Binance's new campaign with an $800,000 prize pool in $XRP tokens has attracted increased attention from holders of the Ripple USD ($RLUSD) stablecoin. However, strict regulatory filters and technical requirements significantly narrow the pool of potential participants.

The first barrier is geographic eligibility. Binance restricted the list of participants, citing the European MiCA regulation covering unauthorized stablecoins and its internal compliance requirements.

Not only is full identity verification (KYC) required to participate, but the exchange has completely excluded residents of Canada, Japan, Iran, North Korea, and more.

Most of Europe is also restricted, and residents of Germany, France, Austria, Belgium, Cyprus, and other countries in the European Economic Area (EEA) will not be able to participate in the $XRP distribution.

For users in eligible countries, the exchange has introduced a two-stage qualification system:

  • Balance threshold: holding at least 0.01 $RLUSD in Earn, Margin, or Futures accounts.
  • Trading activity: an average daily trading volume of at least $500 in the Margin or Futures section. Trades may involve any assets, but $RLUSD must be used as collateral.

How Binance plans to filter balances for $XRP airdrop

The technical structure of the distributions is designed to prevent attempts to artificially inflate balances or trading volumes.

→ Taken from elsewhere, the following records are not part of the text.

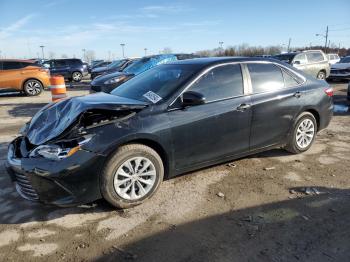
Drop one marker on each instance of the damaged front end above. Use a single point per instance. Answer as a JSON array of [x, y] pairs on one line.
[[48, 161]]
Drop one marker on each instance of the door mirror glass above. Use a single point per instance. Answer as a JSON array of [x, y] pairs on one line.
[[191, 98]]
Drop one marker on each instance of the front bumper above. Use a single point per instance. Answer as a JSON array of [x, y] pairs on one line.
[[68, 182]]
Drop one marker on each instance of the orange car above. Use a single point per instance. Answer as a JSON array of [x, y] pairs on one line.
[[24, 76]]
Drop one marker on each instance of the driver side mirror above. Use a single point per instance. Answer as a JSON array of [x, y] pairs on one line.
[[191, 98]]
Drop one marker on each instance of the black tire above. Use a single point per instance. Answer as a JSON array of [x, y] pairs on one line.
[[321, 75], [292, 145], [117, 160], [77, 76], [32, 87]]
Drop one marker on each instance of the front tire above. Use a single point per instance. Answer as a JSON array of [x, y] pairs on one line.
[[32, 87], [131, 176], [303, 135], [321, 75], [77, 76]]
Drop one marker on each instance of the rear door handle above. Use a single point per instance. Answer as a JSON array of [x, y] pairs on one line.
[[243, 107], [297, 94]]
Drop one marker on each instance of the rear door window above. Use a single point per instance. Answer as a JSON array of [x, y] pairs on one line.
[[59, 63], [289, 79], [314, 57], [11, 65], [301, 58], [220, 83], [265, 77]]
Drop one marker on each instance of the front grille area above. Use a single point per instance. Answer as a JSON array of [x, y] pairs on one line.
[[24, 188]]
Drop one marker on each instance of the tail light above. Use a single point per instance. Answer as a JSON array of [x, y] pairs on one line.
[[329, 91], [44, 70]]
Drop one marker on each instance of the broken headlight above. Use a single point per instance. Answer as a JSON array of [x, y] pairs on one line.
[[57, 152], [114, 80]]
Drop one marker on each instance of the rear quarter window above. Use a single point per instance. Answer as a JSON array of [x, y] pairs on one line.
[[314, 57], [265, 77]]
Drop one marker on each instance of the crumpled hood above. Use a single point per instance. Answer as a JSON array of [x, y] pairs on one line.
[[99, 69], [341, 66], [54, 118]]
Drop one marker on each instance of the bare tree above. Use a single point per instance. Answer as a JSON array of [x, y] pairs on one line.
[[52, 55]]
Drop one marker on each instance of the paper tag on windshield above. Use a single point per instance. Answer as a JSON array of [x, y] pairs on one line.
[[153, 97]]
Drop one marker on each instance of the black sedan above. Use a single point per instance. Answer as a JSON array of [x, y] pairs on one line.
[[171, 119], [115, 66]]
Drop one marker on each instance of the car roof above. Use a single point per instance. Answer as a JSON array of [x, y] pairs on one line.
[[208, 61], [17, 60]]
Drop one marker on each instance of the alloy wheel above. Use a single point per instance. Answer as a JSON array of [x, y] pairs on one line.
[[305, 133], [321, 75], [33, 87], [77, 76], [135, 178]]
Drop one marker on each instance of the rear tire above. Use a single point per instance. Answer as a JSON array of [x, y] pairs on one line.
[[131, 176], [303, 135], [33, 87]]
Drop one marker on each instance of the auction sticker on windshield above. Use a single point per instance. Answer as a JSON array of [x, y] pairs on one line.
[[153, 97]]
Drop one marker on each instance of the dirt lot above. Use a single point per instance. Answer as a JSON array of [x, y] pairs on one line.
[[256, 209]]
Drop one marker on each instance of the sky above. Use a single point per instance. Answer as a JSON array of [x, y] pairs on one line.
[[66, 27]]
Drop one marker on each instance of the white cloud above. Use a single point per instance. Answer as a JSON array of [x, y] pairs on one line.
[[14, 27]]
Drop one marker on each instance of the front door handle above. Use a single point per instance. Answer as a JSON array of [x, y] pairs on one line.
[[297, 94], [243, 107]]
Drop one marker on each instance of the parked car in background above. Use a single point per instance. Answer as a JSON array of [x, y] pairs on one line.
[[72, 68], [333, 58], [94, 62], [115, 66], [162, 123], [23, 76], [106, 83], [341, 70], [312, 62], [101, 63]]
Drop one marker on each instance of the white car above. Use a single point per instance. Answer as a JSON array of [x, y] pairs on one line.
[[341, 70], [333, 58]]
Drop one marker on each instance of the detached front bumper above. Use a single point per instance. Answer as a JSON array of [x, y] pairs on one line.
[[68, 182]]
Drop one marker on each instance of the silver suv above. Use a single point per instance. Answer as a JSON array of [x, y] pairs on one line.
[[312, 62]]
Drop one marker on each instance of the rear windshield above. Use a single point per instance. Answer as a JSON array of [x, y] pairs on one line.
[[345, 60]]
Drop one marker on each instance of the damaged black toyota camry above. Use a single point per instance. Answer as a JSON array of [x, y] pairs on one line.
[[169, 120]]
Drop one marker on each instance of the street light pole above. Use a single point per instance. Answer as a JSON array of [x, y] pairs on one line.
[[83, 53], [289, 41], [42, 51], [122, 45]]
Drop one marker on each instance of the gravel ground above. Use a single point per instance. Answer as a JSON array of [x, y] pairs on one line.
[[273, 206]]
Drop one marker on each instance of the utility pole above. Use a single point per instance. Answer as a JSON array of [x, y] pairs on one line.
[[289, 41], [325, 45], [42, 50], [83, 53], [122, 45]]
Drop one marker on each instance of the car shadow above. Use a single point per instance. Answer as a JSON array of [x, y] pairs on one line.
[[306, 228], [24, 110]]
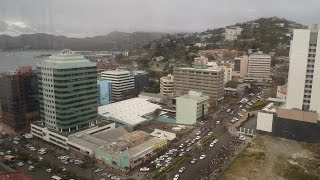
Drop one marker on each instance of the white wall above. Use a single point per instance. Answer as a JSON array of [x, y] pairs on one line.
[[264, 121], [315, 95], [297, 68]]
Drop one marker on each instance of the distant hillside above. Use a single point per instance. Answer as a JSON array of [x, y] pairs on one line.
[[113, 41]]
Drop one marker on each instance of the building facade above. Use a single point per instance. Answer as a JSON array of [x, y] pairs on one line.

The system takes random hourly account snapshots, but the lowest recorded balance is used to calculate the daily reward.

If the balance briefly falls to zero during the day, that day will not generate any rewards.

User A holds 10,000 $RLUSD as collateral in Margin throughout week 1 and trades a total of $7,000 in qualifying trading volume in Margin throughout week 1. The effective base $APR is 20%. User A's rewards to be received at the end of week 1 will be as follows:
  • $7,000 / 7 = $1,000 > $500, qualifying for rewards
  • (10,000 * 20% * 7) / 365 = 38.35 USD worth of $XRP

Special attention is given to borrowed capital. If a user borrows third-party stablecoins such as USDT, USDC, U, USD1, or FDUSD through a margin account and converts them into $RLUSD, a 60% haircut is applied to that amount. Direct loans denominated in $RLUSD are completely excluded from the calculation.

Ultimately, the campaign offers a classic trade-off — a variable weekly $APR paid in $XRP is offset by the need to keep liquidity on a centralized platform instead of in non-custodial wallets and to actively participate in trading.

Binance once again appears to confirm a simple truth: in the world of large airdrops, there are no truly free tokens, and every cent of a bonus must be paid for either with liquidity or trading activity.